The following post was written over one year ago. Laws often change and recent case decisions may impact how the law is applied. As such, the information in this article may not be current. We encourage you to contact our firm for information on this particular article and to make sure the analysis is still up-to-date.

Dear “Ask the Attorney”:

I own a house in Morris County.  Recently, I received my 2012 Notice of Tax Assessment from the tax assessor and I believe my taxes are too high based on the value of my house.  Can I request a reduction in my property taxes?

K.B.

Our next guest blogger is Jason R. Rittie, Esq.  Jason is Counsel to Einhorn Harris and a member of the Real Estate and Land Use & Zoning Department as well as the Closely Held Business Group.  He works with property owners and developers in complex real estate transactions, particularly in acquisitions, leasing and sale of commercial and residential properties, and tax appeals. He also represents borrowers, private lenders and banks in commercial and residential finance and mortgage transactions. 

Dear K.B.:

First, let me clear up one misconception that many property owners have, you cannot appeal (“request a reduction” in) the amount of your real estate taxes.  This is based on the municipal tax rate. What you can appeal is the tax assessor’s determination of the tax assessment value of your property. By the filing of a tax appeal, you are challenging the tax assessment as not being an accurate determination of the value of the property. All property in the State of New Jersey is assessed at fair market value (FMV) as of October 1st of the pre-tax year. The State also uses what is commonly known as the Chapter 123 formula to test the fairness of an assessment.

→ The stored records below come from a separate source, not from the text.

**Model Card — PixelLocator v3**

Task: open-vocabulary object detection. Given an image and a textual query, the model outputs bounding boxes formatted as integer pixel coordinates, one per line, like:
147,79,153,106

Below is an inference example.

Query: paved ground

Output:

In order to be successful with a tax appeal, you must be able to prove that the ratio of assessed value to true value exceeds the Chapter 123 average ratio by 15%.  New Jersey assumes that the current assessment made by the municipal tax assessor to be correct, and the property owner must overcome this presumption by showing that the assessment is unreasonable compared to fair market value. A property owner must present evidence by submitting a professional appraisal, or by independently gathering information about comparable properties within similar neighborhoods in the municipality that have recently sold for less than the value of your property. The comparable properties must be of a similar size, style and characteristic, and the sales should have been bona fide, arm’s length transactions. There are strictly enforced filing deadlines, and if you miss the deadline, your appeal cannot proceed. Also, you must continue to pay and be current with the taxes pending resolution of the appeal. Tax Appeals must be filed on or before April 1, or May 1 where a municipal-wide revaluation or reassessment has been implemented.

For additional helpful information, you can obtain a copy of the State of New Jersey Treasury Department’s publication A Guide to Tax Appeal Hearings or contact a qualified Real Estate Appraiser or Real Estate Attorney.